Establishment of validation models and anti-cancer drug target discovery for investigation of GBM invasion

Abstract

Glioblastoma mutiforme (GBM), the most aggressive primary malignant brain tumor, has infiltrative character-istics and highly heterogeneous cell populations in the tumor microenvironments. Due to the greatly diffusive behaviors, definitive surgical resection is precluded, and diverse cell components cause radio- and chemo-resistance. Therefore, recurrence occurs frequently, and overall survival is quite short. In this study, I aimed to investigate GBM cell behaviors, specifically focusing on the invasive characteristics. To investigate GBM cell migration and invasion induced by interaction with the tumor microenvironment, I constructed in vitro and in vivo validation models to discover new biomarkers for anti-invasion drugs at the clinical level. GBM cells migrate along preexisting thin microstructures and invade surrounding normal tissues. I established the biomimetic cell culture platform to mimic these structural and mechanical cues in tumor micro-environments of GBM as well as to mimic striated muscle structures for VSMC phenotypic modulation in Part 2. The biomimetic system induced cytomorphological changes and migration along the pattern.
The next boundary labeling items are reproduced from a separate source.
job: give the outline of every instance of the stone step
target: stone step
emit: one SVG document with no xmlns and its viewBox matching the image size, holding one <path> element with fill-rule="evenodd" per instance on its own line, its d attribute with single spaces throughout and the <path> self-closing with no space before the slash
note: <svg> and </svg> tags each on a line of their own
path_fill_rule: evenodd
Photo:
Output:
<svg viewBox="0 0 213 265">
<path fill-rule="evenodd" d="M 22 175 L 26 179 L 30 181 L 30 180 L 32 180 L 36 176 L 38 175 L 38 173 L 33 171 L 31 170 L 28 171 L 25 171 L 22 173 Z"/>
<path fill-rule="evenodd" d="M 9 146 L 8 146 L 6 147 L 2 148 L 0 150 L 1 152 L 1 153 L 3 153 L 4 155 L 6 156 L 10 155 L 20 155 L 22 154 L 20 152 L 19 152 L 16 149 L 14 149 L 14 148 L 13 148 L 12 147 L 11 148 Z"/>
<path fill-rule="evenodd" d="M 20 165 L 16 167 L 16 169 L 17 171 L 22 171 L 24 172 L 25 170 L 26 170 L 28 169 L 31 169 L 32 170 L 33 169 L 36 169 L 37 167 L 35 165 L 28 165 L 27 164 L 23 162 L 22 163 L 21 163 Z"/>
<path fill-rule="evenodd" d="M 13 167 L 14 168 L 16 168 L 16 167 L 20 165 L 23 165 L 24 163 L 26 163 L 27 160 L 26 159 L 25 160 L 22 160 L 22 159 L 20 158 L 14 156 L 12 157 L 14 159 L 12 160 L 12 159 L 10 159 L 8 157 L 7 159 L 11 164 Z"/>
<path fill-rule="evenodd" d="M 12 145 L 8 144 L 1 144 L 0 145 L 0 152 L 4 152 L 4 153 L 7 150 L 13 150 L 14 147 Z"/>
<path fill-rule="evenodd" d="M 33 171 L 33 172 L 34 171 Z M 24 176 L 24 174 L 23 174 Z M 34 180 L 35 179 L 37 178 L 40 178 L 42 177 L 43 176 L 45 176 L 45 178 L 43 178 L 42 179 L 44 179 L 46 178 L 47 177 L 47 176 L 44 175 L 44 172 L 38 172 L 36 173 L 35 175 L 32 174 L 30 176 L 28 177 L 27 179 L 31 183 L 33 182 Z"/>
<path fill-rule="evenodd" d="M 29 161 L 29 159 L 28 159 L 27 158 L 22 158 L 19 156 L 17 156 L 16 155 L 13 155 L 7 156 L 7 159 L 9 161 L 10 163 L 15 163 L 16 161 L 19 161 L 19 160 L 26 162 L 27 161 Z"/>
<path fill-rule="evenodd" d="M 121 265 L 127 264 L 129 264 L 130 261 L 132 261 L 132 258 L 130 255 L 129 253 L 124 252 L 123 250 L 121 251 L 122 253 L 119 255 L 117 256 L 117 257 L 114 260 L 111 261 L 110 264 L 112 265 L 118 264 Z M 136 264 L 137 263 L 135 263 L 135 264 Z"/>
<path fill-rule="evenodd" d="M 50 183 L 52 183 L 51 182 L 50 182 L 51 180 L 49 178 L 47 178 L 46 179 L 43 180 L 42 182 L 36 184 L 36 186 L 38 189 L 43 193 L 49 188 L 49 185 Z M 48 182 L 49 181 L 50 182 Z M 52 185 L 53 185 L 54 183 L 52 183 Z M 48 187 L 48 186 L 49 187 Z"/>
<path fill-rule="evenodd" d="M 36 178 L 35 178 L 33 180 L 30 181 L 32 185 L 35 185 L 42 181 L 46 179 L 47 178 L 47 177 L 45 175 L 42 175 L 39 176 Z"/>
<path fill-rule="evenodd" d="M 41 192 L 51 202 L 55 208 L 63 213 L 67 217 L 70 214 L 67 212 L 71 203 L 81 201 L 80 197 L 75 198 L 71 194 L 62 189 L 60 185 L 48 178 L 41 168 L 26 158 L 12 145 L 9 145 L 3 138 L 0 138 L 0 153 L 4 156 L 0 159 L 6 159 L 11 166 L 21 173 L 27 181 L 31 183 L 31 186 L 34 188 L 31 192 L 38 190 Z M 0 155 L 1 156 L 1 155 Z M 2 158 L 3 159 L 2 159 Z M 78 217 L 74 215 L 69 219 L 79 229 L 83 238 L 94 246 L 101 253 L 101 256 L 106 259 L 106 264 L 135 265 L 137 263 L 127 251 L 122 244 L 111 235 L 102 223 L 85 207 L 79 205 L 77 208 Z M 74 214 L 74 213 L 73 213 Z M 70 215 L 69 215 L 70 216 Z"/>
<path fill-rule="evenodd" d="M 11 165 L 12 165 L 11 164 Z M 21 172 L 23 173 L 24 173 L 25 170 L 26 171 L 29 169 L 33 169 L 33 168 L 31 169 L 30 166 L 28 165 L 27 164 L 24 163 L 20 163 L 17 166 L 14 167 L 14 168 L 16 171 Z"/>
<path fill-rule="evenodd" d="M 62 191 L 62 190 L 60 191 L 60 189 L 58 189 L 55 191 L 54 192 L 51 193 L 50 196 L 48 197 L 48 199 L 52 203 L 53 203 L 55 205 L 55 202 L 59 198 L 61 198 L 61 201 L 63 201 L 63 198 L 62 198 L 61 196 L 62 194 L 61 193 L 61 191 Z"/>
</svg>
GSCs, a subpopulation of tumor stromal cells with self-renewal properties and pluripotency, exhibit unique behaviors near microvessels, otherwise known as the “perivascular niche”. However, it has not been identified whether GSCs migrate along microvessels like tumor cells. To monitor the GSC behaviors near the vessels, I constructed two intravital animal models for a GSC invasion study in Part 3. With these animal mod-els, I observed migration of the GSCs along the microvasculature and different adaptations in distinguished microenvironments. In Part 4, I tried to discover new anti-cancer drug targets by using multi-step computational analysis of GBM patient data obtained from public databases, and then, verify the involvement of the candidate genes in cell migration ability in vitro. Collectively, these three independent studies could be integrated into a systemic investigation of GBM invasion, from target discovery to in vitro and in vivo validation.